I see both sides. It’s his property and he can do as he chooses without harming others, but part of living in town is collectively keeping your neighborhood looking good too. Does the neighborhood have rules in place?

Yes, he should get a house in the country away from people.

I get the Sanford reference btw. The owner’s dad of a junkyard I frequent has the truck. Lol.
 
My neighbor got a "letter" from the township last summer. Saw a guy pull up in a dark tinted Crown Vic and go up and tape a letter to his door. Saw a similar letter taped to another door around the block. Both houses had high lawns so my deduction was the letter was about the lawn.

He's actually a very nice guy. Has about a quarter to half acre on corner corner and doesn't much care for yard work.

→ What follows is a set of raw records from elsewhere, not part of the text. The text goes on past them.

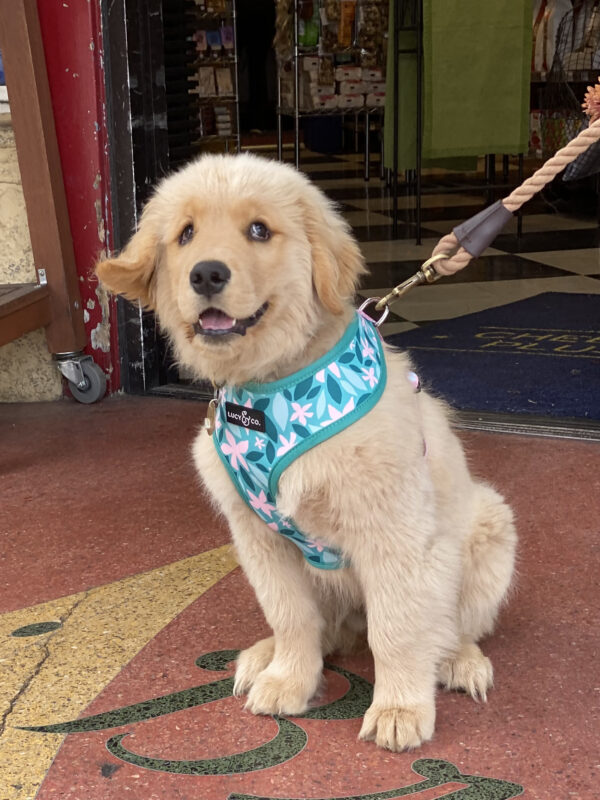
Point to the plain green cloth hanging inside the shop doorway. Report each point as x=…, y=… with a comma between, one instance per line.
x=477, y=62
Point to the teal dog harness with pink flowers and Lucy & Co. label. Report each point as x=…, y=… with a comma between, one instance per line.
x=261, y=428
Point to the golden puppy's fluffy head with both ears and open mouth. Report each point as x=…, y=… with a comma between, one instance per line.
x=242, y=259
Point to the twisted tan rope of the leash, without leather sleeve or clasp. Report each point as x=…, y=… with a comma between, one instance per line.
x=460, y=258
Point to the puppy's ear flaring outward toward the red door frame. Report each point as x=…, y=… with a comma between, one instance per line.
x=131, y=274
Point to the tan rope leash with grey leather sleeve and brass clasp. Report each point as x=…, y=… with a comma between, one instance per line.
x=468, y=241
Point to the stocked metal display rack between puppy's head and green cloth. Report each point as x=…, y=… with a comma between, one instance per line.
x=294, y=67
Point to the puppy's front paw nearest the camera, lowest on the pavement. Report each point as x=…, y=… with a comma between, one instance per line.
x=398, y=728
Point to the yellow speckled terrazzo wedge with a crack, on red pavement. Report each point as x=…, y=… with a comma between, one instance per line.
x=55, y=676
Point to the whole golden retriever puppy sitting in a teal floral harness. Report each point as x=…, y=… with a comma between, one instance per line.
x=252, y=274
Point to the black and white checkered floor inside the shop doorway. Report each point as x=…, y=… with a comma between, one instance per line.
x=556, y=253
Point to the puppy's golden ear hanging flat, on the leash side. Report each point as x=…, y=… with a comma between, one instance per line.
x=337, y=260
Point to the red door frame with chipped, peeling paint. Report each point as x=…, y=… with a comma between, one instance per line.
x=72, y=37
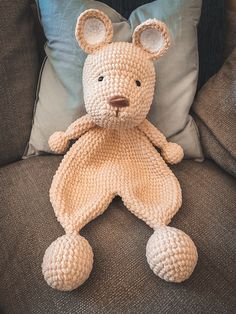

Neighbor issues are a nightmare. Glad I don't have any. My wife didn't like that our next door neighbors had 9 cars at one point and were parking them all over the road but they're down to 4 cars now and only an old pickup remains to go.
 
If I had to choose between the two,I’d take Fred’s the hoarder any day over Gladys the busybody. I’d be able to handle seeing his “collections” much more than having Gladys call the police on me because I planted chrysanthemums instead of roses in my yard.
 
Been in my house over 30 years and only once did I ever get upset about a neighbor. The neighbor next to me called me over one day to show me what was in his neighbors garage, a 1 1/2 car garage, it was filled with white kitchen trash bags, I mean full dang near to the top. I walked over there and knocked on the door and asked them if that was food waste, he ran out and closed the door and said it was none of my business. As I was walking away I said it may not be any of my business but we'll see what the city thinks about it.

A few years later the city condemned the house so they had to move and auction off the house, a slum lord picked it up for around $5000, turned out it was infested with cockroaches, holes in the floors etc, at least the slum lord fixed it up and is now being rented to a decent family.
 
If these houses are in a city limits, then there are probably plenty of city ordinances that would make ol' Fred stop being a menace to the neighborhood. If not, the get someone to hotwire and steal his piece of junk pickup and drive it off a big cliff somewhere, lol.
 
My neighbor got a "letter" from the township last summer. Saw a guy pull up in a dark tinted Crown Vic and go up and tape a letter to his door. Saw a similar letter taped to another door around the block. Both houses had high lawns so my deduction was the letter was about the lawn.

He's actually a very nice guy. Has about a quarter to half acre on corner corner and doesn't much care for yard work.

Neighbor issues are a nightmare. Glad I don't have any. My wife didn't like that our next door neighbors had 9 cars at one point and were parking them all over the road but they're down to 4 cars now and only an old pickup remains to go.

My sister had to report her next door neighbors because they were beating their dog and keeping dog in a cage out in the FL sun with no water.

A few days later they see my sister out in her front yard and cuss her out. Low class trashy people.
 
To be frank i'm kinda on Freds side...

It is either a free country or not. If y'all really want him gone make him an offer he can't refuse then when it is your place do as you like with it.

Has any one gone over and tried to talk to Fred or offered to help him organize? Or just call and let the county do your dirty work...

'Round here the snow plow might have some poetic words on it, so Fred seems to be exercising some restraint.